Ramsey, not Allen. That was likely why I hadn’t been able to find an obituary for her mother. I tried again, typing in Ramsey and the date range that worked, and found not only a short obituary but also a news story about a shooting death, the victim one Louise Culvert Ramsey, age forty-four. She’d been the manager of a neighborhood dry cleaners when she was shot and killed while walking to her car after her shift. One round to the head. Her valuables taken.
As I walked back through the campus, the enormity of my task suddenly hit me. I had only two legs, two hands, one brain. Allen’s mother’s death disturbed me. It would have been a devastating loss for Allen to have experienced, losing her mother in such a tragic way. One shot to the head. A random robbery. Did it mean anything that the death of Allen’s mother was similar to the deaths of Hewitt and Sewell? If it did, what was the connection? And what, if anything, did any of it have to do with the man who’d shown up at the bookstore?

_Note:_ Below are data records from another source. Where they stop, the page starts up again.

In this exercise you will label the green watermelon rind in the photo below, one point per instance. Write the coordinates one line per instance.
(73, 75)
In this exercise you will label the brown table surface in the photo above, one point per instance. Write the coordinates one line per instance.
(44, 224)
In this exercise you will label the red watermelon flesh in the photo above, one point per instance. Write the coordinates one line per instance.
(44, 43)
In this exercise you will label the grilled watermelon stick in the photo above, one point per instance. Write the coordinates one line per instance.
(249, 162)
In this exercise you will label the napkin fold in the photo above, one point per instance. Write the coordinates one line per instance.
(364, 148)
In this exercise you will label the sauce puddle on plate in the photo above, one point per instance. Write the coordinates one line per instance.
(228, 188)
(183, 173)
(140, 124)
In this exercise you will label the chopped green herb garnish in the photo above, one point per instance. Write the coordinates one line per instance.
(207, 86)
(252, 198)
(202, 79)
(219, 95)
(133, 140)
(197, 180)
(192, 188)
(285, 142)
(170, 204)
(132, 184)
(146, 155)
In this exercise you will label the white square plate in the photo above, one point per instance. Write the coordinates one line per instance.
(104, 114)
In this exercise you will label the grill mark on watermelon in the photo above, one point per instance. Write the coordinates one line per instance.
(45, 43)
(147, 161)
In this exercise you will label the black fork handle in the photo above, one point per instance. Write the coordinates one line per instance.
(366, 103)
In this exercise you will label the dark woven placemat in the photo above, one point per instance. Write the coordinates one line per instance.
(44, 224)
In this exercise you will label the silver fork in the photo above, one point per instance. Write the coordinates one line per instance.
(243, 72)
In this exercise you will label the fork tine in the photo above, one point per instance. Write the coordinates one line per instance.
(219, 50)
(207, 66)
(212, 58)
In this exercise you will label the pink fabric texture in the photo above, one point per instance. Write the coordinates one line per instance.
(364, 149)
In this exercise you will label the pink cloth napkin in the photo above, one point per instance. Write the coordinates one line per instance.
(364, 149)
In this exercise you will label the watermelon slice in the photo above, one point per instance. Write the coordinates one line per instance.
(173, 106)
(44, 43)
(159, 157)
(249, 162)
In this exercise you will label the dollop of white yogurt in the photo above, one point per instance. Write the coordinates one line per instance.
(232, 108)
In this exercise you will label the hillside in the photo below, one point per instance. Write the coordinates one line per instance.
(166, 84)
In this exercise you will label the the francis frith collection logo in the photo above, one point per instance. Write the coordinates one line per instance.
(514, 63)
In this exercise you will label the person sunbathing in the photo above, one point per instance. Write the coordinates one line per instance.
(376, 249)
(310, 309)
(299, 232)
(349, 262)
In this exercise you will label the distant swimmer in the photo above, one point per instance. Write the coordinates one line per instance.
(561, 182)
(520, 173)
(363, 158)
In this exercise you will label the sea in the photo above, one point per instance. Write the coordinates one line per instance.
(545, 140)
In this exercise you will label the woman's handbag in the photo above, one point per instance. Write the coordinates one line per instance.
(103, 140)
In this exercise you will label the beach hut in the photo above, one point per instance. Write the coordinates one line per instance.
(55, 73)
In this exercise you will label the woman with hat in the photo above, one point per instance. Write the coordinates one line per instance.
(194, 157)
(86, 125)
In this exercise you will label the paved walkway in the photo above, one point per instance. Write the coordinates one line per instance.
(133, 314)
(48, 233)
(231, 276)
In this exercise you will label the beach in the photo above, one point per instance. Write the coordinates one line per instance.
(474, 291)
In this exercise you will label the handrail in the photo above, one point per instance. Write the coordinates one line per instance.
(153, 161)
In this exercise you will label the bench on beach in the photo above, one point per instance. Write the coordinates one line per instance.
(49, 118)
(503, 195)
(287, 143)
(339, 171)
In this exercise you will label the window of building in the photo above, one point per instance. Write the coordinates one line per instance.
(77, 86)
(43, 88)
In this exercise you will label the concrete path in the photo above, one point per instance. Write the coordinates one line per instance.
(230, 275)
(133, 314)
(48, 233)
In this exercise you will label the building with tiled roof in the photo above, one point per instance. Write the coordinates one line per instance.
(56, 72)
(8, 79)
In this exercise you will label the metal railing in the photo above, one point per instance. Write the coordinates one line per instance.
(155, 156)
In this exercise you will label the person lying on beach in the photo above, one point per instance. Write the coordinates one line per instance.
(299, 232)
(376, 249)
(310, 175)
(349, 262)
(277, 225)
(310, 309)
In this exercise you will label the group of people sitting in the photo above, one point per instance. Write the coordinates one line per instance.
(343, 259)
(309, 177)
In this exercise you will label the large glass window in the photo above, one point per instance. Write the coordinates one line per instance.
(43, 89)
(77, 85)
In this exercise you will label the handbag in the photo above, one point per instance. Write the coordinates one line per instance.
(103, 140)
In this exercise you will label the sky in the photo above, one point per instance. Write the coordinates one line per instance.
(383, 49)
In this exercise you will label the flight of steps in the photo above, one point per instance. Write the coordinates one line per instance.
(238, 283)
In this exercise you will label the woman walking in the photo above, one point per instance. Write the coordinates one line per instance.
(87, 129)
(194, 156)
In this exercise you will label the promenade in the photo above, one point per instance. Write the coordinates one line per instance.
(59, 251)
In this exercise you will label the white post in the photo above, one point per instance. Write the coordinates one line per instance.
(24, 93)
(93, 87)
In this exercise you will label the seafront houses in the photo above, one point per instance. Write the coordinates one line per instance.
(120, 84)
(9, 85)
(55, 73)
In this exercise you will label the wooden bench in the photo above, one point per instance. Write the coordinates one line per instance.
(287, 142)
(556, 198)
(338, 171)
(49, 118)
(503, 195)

I stopped, took a seat on a stone bench, and tried calling each of Allen’s writer friends but got only voice mail. I left detailed messages for each, then tried Deton and Henry Peets but got the same result at the Veritas office. Their automated message said I’d missed them by half an hour, but I could try again when they opened the following morning at ten. It was just past 5:00 PM now.
It was then I noticed the message light blinking on my phone. It was a text from Carole. I held my breath. Ben had a fever they couldn’t control, the text read, which hinted at an infection. People whizzed past me; the train rumbled; the traffic sped by. For a moment I wasn’t sure which way I needed to go. I should be at the hospital in case . . . but I wasn’t needed there. I couldn’t get my bearings. I couldn’t think straight. Carole and Ben’s family were expecting too much. Infection.
I stood, eyed the lot with my car in it, turned to glance down the street toward Greektown across the bridge, fully aware that I was standing at a crossroads. My feet started walking toward the bridge before I even made the decision to go that way. I dialed Tanaka’s number. She picked up on the second ring.
“We need to talk,” I said. “Can you meet me?”